14 Nov / Gunk Baby by Jamie Marina Lau [in Shelf Awareness]
Melbourne author Jamie Marina Lau was the same age as her 24-year-old protagonist when Gunk Baby, her second novel, was published in Australia in 2021. Following the success of Lau’s 2018 debut, Pink Mountain on Locust Island, which was shortlisted for Australia’s Stella Prize, Gunk Baby arrives Stateside with numerous Australian and British lauds already attached. The novel may be a foreign import, but its diverse cast of malaise-ridden, mostly 20-something young adults navigating the consumer-targeted geographies of shopping centers and aspirational, exclusive residential enclaves will feel all too familiar to North American readers.
Peripatetic Leen lives with Doms and Vic; Leen met the former while unknowingly sharing an ex-boyfriend, the latter is Doms’s current partner. Leen is more stay-for-free squatter than roommate since Doms’s invitation of “it’ll be fun shifted into the boredom and dissatisfaction of our current state.” Still, cohabitation remains helpful for Leen, who’s opening an alternative wellness studio at the local mall, offering ear cleaning (reminiscent of her mother’s childhood ministrations), massages (gleaned from half of an unfinished training course), and, later, cupping (relying on video tutorials). Vic works in the mall’s pharmacy, which gives Leen the opportunity to meet Vic’s enigmatic co-worker Jean Paul and the pharmacy owner’s teenage son Huy.

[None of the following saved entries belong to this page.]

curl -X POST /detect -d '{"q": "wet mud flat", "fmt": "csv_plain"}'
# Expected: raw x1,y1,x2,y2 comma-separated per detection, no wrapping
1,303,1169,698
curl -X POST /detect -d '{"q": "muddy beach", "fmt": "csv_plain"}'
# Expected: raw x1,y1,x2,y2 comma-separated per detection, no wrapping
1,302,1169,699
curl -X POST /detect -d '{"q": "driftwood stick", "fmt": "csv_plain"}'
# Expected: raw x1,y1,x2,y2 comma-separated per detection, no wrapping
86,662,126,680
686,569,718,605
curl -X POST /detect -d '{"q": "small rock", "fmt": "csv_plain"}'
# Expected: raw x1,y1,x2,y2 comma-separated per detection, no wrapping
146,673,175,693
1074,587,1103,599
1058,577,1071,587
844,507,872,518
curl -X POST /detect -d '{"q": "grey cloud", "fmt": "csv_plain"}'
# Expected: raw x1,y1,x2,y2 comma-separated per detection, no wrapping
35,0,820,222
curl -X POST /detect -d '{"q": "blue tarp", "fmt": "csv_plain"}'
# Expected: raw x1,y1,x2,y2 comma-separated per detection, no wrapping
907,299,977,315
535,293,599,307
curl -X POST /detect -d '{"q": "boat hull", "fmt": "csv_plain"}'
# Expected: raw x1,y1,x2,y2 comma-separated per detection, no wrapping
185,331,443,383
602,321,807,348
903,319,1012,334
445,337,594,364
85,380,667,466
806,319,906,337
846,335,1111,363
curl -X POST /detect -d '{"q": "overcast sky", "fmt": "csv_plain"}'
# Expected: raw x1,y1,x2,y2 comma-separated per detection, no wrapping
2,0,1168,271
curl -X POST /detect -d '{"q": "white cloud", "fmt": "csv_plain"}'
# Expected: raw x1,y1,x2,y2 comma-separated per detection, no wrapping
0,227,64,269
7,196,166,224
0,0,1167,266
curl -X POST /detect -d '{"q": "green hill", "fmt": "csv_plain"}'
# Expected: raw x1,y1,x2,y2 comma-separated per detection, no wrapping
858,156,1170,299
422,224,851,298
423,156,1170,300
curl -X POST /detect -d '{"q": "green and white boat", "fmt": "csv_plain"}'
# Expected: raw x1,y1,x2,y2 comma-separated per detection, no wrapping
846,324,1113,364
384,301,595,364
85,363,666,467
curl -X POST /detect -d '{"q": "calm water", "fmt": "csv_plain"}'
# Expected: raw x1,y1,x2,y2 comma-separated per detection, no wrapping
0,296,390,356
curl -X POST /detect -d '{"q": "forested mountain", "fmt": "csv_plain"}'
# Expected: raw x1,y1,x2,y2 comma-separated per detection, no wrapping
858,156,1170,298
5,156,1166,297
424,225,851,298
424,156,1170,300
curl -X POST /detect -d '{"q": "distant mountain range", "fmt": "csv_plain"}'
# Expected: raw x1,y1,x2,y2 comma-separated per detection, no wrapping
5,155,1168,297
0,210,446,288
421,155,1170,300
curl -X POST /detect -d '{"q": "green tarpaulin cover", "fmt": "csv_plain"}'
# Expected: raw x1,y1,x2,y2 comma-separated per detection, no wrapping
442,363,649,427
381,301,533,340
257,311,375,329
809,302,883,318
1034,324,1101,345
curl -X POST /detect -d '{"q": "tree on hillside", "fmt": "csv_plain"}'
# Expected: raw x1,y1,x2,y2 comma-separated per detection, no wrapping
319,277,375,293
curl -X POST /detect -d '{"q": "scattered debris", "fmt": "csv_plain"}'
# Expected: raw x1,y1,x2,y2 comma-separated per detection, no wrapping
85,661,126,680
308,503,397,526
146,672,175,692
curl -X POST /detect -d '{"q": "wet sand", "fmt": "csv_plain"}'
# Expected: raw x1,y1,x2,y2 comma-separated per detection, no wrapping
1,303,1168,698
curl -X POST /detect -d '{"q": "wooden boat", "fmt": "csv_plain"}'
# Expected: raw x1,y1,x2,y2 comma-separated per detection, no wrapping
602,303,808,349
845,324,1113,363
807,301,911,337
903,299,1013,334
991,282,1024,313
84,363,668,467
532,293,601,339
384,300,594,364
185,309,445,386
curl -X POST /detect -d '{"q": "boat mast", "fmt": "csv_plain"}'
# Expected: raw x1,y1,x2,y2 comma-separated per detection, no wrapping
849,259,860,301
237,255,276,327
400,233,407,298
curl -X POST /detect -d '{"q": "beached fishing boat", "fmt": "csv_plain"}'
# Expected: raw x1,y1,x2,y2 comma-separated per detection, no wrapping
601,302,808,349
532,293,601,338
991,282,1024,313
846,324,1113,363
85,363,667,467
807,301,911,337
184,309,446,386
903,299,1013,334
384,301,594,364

During her studio’s open house, Leen impulsively hires Farah as her receptionist, after hearing Farah’s disgruntled complaints about her job at the popular lifestyle store K.A.G., located just down the escalator. K.A.G. is also where Leen’s future lover Luis is employed, albeit on an upwardly mobile career track. While working to keep the studio functioning, Leen finds herself recruited by Jean Paul into a vaguely anti-establishment underground network. With little forethought or resistance, she becomes the de facto delivery/getaway driver for Jean Paul and Huy’s “Resisting Acts” – which initially resemble minor pranks but eventually expand to become explosive disasters.
Lau delivers an astute narrative threaded with pithy quotes from Robert Green’s 48 Laws of Power, and erudite references to Heidegger, Sartre, Nietzsche. She also fills her fiction with quotidian details – global brands; wellness obsessions; app-controlled smart homes; multiplying addictions; cultural appropriation and exotification – almost as if creating both an exposé of and warning to a society on the verge of failing its young adults. Lau herself is of that very generation, making her sharp, shrewd observations about discontent and disconnect more immediately caustic, as well as – ironically – more reliably empathetic.
Shelf Talker: A sly, ingenious Australian import highlighting disconnected, discontented 20-somethings should find ample resonance with U.S. audiences.